— Похоже, что это обычный жилой дом, — произнес Кирпич. — Впрочем, именно в таких домах и устраивают притоны и блатхаты…
— Угум… — прочавкал Сифон.
— Пойду-ка я разомнусь немного, — решился Кирпич, но вылезти из кабины не успел, поскольку заметил Обреза, выходившего из подъезда. Он был в одиночестве. — Что там еще могло произойти? Почему он один, без доходяги? — занервничал Кирпич.
— Я все разнюхал, — прокартавил Обрез, открывая дверцу «Нивы» и плюхаясь на переднее сиденье. — Этот барыга, о котором мы думали, вовсе даже не мужик, а самая что ни на есть настоящая баба. Это мама Соня…
— Что еще за «мама»? — быстро спросил Кирпич.
— Я немного слышал о ней от корешей, — повернулся всем телом в сторону Кирпича Обрез. — Она содержит тут бордель.
— Что, прямо в этом доме?
— Прямо тут. Вообще-то здесь внизу подвал шикарный имеется. Раньше в нем «Красный уголок» находился, а теперь там официально штаб-квартира располагается местной организации ЛДПР, а неофициально бордель. Мама Соня в нем полная хозяйка. Мне об этом по дороге доходяга поведал.

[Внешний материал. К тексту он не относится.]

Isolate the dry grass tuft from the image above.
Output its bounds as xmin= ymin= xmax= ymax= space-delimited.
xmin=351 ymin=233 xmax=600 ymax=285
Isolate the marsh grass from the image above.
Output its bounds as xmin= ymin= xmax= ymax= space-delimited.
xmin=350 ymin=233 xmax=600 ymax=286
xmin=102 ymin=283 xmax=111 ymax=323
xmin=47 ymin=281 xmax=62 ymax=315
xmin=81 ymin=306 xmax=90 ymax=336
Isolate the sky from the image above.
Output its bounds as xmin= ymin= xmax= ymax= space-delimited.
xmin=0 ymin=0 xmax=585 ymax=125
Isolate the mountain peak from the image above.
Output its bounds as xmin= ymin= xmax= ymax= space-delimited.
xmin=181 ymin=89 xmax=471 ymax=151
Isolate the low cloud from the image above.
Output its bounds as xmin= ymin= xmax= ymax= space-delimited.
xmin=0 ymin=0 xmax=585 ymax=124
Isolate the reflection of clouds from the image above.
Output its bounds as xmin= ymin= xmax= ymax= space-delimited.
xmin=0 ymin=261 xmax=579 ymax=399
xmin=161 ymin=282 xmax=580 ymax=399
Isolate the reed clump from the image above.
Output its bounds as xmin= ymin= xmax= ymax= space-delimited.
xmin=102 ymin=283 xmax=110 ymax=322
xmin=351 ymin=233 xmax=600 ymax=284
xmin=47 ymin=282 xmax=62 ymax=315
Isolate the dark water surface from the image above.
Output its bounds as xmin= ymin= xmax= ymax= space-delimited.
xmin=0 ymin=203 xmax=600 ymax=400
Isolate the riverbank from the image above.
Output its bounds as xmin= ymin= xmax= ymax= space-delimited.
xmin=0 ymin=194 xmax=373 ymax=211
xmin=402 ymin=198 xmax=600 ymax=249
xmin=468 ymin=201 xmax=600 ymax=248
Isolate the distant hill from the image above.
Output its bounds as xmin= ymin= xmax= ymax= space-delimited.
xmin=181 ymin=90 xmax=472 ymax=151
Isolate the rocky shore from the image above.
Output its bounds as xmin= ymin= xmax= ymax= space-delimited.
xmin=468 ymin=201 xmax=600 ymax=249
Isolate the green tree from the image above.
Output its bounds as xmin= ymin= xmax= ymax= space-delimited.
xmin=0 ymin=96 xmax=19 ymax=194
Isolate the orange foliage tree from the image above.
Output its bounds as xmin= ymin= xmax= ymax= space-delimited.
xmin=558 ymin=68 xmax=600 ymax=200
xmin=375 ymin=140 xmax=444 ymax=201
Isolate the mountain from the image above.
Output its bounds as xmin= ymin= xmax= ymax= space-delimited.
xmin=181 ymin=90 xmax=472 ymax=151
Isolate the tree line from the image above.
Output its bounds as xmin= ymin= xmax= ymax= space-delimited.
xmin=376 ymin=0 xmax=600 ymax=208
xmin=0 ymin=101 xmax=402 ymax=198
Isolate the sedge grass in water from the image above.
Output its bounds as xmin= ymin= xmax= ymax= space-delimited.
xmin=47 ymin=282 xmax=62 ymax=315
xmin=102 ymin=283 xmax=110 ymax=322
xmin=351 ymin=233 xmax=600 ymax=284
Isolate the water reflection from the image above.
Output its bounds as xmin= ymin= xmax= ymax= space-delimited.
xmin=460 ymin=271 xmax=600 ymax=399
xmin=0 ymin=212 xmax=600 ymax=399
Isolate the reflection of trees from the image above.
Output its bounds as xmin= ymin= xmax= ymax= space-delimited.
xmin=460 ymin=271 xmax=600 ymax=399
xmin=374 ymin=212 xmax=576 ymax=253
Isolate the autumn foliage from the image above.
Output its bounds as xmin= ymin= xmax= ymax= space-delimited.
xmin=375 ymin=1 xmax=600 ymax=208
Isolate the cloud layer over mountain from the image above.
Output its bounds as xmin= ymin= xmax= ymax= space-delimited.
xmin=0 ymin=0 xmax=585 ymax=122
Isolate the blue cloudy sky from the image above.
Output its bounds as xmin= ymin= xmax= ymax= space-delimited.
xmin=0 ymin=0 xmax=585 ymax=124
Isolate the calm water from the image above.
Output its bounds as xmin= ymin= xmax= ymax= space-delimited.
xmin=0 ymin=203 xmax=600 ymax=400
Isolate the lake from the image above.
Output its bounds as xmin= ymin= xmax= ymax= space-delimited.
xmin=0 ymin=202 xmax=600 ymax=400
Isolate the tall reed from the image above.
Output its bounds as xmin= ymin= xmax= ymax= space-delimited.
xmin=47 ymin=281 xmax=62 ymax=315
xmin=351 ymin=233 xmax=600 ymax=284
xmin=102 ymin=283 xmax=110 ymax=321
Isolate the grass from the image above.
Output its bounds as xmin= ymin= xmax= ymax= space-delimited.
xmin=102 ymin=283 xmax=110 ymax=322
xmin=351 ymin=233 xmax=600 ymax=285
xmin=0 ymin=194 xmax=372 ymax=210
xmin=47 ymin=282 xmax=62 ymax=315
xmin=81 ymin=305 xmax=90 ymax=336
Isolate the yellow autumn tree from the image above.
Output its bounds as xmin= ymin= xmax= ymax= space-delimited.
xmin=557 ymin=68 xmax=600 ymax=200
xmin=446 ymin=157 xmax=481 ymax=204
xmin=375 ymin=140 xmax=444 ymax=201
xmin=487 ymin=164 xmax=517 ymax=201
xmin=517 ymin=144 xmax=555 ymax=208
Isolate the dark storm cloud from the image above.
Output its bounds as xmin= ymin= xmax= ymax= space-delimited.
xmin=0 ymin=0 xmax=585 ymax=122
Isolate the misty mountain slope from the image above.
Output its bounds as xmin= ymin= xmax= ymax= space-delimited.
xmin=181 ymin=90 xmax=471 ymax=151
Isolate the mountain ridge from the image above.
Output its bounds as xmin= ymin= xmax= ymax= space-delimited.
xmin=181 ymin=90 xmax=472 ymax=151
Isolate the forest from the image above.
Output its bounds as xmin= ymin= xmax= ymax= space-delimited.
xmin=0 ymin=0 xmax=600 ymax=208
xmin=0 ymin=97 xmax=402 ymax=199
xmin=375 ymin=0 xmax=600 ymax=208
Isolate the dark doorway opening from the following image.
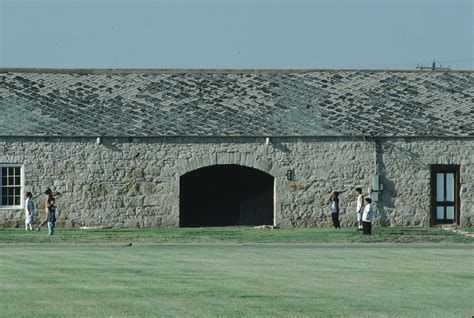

— Та-ак, — протянул Кирпич, — мама Соня, значит? Что ж, возьмем в оборот и эту долбаную «маму» со всеми ейными девочками. А куда ты, кстати, доходягу подевал?
— Он там остался, в подвале. У мамы Сони для него хорошее ширево нашлось, а я за него заплатил.
— Та-ак, что еще скажешь?
— Я маме Соне сказал, что приеду попозже вечером с приятелем, чтобы, стало быть, пощупать ее девочек, а заодно приобрести «кислоту».
— Ты не заметил, охрана там большая?
— Двое мордоворотов из ЛДПР, а больше никого. Но ночью наверняка их больше набежит.
— То-то и оно! — пощелкал пальцами Кирпич, раздумывая. — Пожалуй, будем брать «маму» прямо сейчас.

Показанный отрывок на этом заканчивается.